Capturing high-speed action


Today I was thinking of the upcoming 4-day home stand of the Indianapolis Indians (8/15-8/18). It made me think about what it is I love about watching baseball (or any other sport). To enjoy a sport is much like enjoying anything else. In order to savor the moments of excitement, you have to know something about what you are watching. You can apply these basic ideas to sports, food, fine art, cars...whatever. Since I am the most comfortable with baseball, I'll use that sport as an example. What does this have to do with the title? Bear with me.

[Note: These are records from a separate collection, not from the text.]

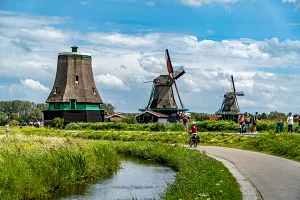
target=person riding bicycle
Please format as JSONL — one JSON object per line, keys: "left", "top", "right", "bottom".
{"left": 190, "top": 122, "right": 199, "bottom": 142}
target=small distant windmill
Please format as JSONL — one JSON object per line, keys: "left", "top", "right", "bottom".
{"left": 137, "top": 49, "right": 188, "bottom": 123}
{"left": 216, "top": 75, "right": 244, "bottom": 122}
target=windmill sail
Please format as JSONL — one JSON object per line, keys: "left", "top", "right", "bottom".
{"left": 165, "top": 49, "right": 174, "bottom": 75}
{"left": 216, "top": 75, "right": 245, "bottom": 122}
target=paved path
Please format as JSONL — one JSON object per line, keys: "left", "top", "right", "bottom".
{"left": 198, "top": 146, "right": 300, "bottom": 200}
{"left": 0, "top": 134, "right": 6, "bottom": 140}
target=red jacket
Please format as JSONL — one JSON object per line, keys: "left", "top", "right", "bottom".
{"left": 192, "top": 125, "right": 197, "bottom": 134}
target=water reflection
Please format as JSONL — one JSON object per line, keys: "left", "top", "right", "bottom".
{"left": 58, "top": 159, "right": 175, "bottom": 200}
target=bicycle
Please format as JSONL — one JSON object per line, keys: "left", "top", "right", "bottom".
{"left": 189, "top": 135, "right": 200, "bottom": 147}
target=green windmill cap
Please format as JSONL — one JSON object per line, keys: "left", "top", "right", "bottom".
{"left": 71, "top": 45, "right": 78, "bottom": 52}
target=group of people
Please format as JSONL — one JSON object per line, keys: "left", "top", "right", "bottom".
{"left": 239, "top": 112, "right": 298, "bottom": 134}
{"left": 238, "top": 112, "right": 259, "bottom": 135}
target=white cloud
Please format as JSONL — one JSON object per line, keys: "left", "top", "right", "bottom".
{"left": 20, "top": 79, "right": 49, "bottom": 92}
{"left": 1, "top": 11, "right": 300, "bottom": 114}
{"left": 145, "top": 1, "right": 155, "bottom": 6}
{"left": 206, "top": 29, "right": 214, "bottom": 35}
{"left": 282, "top": 0, "right": 300, "bottom": 8}
{"left": 95, "top": 74, "right": 130, "bottom": 90}
{"left": 80, "top": 1, "right": 91, "bottom": 5}
{"left": 224, "top": 5, "right": 232, "bottom": 13}
{"left": 179, "top": 0, "right": 238, "bottom": 7}
{"left": 0, "top": 11, "right": 69, "bottom": 27}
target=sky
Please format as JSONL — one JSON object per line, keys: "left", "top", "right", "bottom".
{"left": 0, "top": 0, "right": 299, "bottom": 114}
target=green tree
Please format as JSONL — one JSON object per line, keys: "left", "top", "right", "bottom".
{"left": 11, "top": 113, "right": 19, "bottom": 121}
{"left": 101, "top": 103, "right": 115, "bottom": 114}
{"left": 268, "top": 111, "right": 286, "bottom": 120}
{"left": 29, "top": 108, "right": 44, "bottom": 121}
{"left": 261, "top": 112, "right": 267, "bottom": 120}
{"left": 191, "top": 113, "right": 211, "bottom": 121}
{"left": 0, "top": 100, "right": 48, "bottom": 123}
{"left": 122, "top": 114, "right": 138, "bottom": 124}
{"left": 0, "top": 112, "right": 8, "bottom": 126}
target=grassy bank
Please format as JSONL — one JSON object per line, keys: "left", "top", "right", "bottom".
{"left": 0, "top": 135, "right": 119, "bottom": 200}
{"left": 115, "top": 142, "right": 242, "bottom": 200}
{"left": 0, "top": 134, "right": 242, "bottom": 200}
{"left": 13, "top": 126, "right": 300, "bottom": 163}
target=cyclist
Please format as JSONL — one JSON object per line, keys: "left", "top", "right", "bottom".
{"left": 190, "top": 122, "right": 199, "bottom": 143}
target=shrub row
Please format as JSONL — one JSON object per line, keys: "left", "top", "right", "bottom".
{"left": 65, "top": 122, "right": 185, "bottom": 132}
{"left": 65, "top": 120, "right": 297, "bottom": 132}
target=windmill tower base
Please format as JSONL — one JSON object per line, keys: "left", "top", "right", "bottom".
{"left": 137, "top": 108, "right": 188, "bottom": 124}
{"left": 43, "top": 109, "right": 105, "bottom": 127}
{"left": 215, "top": 111, "right": 240, "bottom": 123}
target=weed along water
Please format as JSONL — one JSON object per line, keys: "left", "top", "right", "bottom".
{"left": 56, "top": 158, "right": 176, "bottom": 200}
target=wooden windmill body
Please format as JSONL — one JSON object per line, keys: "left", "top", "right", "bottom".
{"left": 43, "top": 46, "right": 105, "bottom": 126}
{"left": 216, "top": 75, "right": 244, "bottom": 122}
{"left": 136, "top": 49, "right": 188, "bottom": 123}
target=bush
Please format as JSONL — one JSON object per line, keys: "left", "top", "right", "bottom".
{"left": 64, "top": 120, "right": 285, "bottom": 133}
{"left": 53, "top": 117, "right": 64, "bottom": 129}
{"left": 121, "top": 114, "right": 138, "bottom": 124}
{"left": 9, "top": 120, "right": 19, "bottom": 126}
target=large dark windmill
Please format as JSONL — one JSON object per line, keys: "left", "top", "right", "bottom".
{"left": 136, "top": 49, "right": 188, "bottom": 123}
{"left": 216, "top": 75, "right": 244, "bottom": 122}
{"left": 43, "top": 46, "right": 105, "bottom": 126}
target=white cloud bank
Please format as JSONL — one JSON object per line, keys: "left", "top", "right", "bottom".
{"left": 282, "top": 0, "right": 300, "bottom": 8}
{"left": 21, "top": 79, "right": 50, "bottom": 92}
{"left": 95, "top": 74, "right": 131, "bottom": 91}
{"left": 0, "top": 11, "right": 299, "bottom": 113}
{"left": 80, "top": 1, "right": 91, "bottom": 5}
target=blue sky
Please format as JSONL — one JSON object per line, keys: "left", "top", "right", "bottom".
{"left": 2, "top": 0, "right": 300, "bottom": 40}
{"left": 0, "top": 0, "right": 300, "bottom": 114}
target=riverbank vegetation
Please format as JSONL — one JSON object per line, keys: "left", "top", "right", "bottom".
{"left": 0, "top": 134, "right": 242, "bottom": 200}
{"left": 6, "top": 125, "right": 300, "bottom": 162}
{"left": 0, "top": 135, "right": 119, "bottom": 200}
{"left": 115, "top": 142, "right": 241, "bottom": 200}
{"left": 64, "top": 120, "right": 299, "bottom": 133}
{"left": 66, "top": 120, "right": 300, "bottom": 133}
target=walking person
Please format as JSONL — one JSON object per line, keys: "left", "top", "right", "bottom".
{"left": 287, "top": 112, "right": 294, "bottom": 133}
{"left": 183, "top": 117, "right": 188, "bottom": 132}
{"left": 252, "top": 112, "right": 258, "bottom": 134}
{"left": 238, "top": 114, "right": 245, "bottom": 135}
{"left": 245, "top": 113, "right": 251, "bottom": 133}
{"left": 5, "top": 124, "right": 9, "bottom": 134}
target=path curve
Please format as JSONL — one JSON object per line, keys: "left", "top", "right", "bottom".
{"left": 197, "top": 146, "right": 300, "bottom": 200}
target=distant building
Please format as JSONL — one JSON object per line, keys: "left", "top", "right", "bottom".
{"left": 136, "top": 110, "right": 170, "bottom": 124}
{"left": 104, "top": 112, "right": 126, "bottom": 122}
{"left": 43, "top": 46, "right": 105, "bottom": 126}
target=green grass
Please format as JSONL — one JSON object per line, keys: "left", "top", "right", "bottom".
{"left": 0, "top": 134, "right": 242, "bottom": 200}
{"left": 0, "top": 135, "right": 119, "bottom": 200}
{"left": 13, "top": 126, "right": 300, "bottom": 162}
{"left": 114, "top": 142, "right": 241, "bottom": 200}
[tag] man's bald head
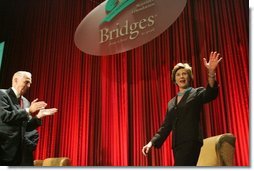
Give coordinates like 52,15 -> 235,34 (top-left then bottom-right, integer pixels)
12,71 -> 32,96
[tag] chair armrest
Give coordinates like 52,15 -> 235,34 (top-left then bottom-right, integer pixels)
33,160 -> 43,166
42,157 -> 71,166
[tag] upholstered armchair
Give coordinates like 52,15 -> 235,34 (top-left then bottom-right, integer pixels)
197,133 -> 236,166
34,157 -> 71,166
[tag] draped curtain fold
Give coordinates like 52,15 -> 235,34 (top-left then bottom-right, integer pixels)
0,0 -> 249,166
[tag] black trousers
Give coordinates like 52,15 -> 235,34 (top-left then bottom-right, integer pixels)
0,157 -> 21,166
173,141 -> 202,166
0,145 -> 22,166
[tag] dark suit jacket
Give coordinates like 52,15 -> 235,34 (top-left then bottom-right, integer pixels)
151,83 -> 219,149
0,88 -> 41,166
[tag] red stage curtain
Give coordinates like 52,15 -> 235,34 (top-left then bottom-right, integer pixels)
0,0 -> 249,166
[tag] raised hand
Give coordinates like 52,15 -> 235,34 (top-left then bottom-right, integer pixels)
203,51 -> 223,72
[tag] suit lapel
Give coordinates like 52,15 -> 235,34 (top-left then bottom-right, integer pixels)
167,96 -> 176,111
7,88 -> 21,110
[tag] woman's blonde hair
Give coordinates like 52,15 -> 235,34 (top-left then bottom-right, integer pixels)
171,63 -> 193,83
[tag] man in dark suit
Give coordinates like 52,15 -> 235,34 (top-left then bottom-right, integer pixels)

Let's say you are at a baseball game, and a batter just made it to first and stayed there. You know the next move is to steal second base, or stretch it to third. You now know where the potential action will be. Ok, you don't have a multi-thousand dollar camera setup, but you have a small PNS (thats "point-n-shoot" folks), so how do you do this?

It takes patience and a steady finger. Point and zoom your camera on the point where the action will take place. Remember to leave enough space in your frame to account for the action that could take place. Now, press the shutter button half-way down. On most cameras, this will tell the camera that you want to focus and meter the exposure (light or dark) for the photo you are about to take. Make sure the focus indicators have focused on something relevant (such as the baseman or the base) and not the outfield, the sky, or something else. If you need to re-focus, take your finger off the shutter button and press half-way again. Repeat until you think you got focus on the right thing. Now, just hold that finger there until the action happens! Remember what I said about the steady finger?

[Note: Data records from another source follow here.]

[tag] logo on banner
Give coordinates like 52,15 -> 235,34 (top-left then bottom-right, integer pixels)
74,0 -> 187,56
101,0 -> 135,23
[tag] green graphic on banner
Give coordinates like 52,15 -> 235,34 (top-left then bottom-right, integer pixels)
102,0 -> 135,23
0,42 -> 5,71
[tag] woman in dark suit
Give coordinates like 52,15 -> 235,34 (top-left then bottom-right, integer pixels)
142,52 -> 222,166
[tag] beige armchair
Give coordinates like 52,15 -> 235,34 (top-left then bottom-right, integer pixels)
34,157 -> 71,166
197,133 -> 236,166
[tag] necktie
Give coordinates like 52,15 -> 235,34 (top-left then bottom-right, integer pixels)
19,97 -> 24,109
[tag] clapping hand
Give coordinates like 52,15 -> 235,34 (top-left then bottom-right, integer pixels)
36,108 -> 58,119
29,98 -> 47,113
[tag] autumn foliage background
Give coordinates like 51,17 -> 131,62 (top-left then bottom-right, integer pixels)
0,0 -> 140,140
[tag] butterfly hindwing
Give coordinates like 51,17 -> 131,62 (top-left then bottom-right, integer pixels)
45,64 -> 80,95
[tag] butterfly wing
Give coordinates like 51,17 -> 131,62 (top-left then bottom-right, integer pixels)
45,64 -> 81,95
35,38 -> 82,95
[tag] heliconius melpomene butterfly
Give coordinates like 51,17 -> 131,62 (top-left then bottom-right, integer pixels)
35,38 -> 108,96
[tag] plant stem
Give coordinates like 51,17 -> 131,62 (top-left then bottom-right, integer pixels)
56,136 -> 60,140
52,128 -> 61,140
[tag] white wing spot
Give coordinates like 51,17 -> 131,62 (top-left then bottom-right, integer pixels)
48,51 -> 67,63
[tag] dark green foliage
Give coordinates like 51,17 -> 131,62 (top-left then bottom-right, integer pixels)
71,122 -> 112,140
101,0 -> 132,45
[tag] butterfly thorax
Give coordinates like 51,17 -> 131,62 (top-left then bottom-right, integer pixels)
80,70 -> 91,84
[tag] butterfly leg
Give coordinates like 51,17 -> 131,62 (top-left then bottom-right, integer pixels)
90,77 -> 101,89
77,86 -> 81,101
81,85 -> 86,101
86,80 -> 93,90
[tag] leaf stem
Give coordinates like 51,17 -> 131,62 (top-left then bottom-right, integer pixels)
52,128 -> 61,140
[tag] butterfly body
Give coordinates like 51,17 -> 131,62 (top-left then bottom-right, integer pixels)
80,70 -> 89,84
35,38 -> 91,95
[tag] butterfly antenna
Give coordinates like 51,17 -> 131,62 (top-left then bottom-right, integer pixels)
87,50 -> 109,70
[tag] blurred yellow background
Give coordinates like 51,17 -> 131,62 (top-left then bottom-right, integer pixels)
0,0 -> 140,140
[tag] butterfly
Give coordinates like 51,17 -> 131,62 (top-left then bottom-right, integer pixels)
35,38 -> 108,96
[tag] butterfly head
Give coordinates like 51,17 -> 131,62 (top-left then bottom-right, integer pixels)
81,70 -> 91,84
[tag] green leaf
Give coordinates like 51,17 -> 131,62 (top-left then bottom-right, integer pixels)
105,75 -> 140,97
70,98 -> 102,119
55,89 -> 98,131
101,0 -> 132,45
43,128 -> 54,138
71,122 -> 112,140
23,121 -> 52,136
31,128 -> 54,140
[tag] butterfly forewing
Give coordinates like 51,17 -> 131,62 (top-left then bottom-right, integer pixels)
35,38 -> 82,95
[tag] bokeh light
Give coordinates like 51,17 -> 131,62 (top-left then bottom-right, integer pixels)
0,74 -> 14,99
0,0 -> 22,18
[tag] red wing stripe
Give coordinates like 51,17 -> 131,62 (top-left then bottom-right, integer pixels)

Ok, the runner stole the base, and you pressed the shutter button. You got the framing right, and got the right timing so it looks cool, but the runner is blurry.

Your shutter speed was too slow. Some PNS cameras let you set shutter speed priority (Tv or S on the dial). You many have to hunt through menus. Alternatively, some cameras also have "sports" scene modes. You know, that icon that looks like a person running?

Set your camera on "sports" scene or shutter priority with a shutter speed of at least 1/500 of a second (the larger the number on the bottom, the faster the shutter). Try it all again!

Remember, no matter what camera you have, night games with field lights are hard to shoot. Day games will always look the best.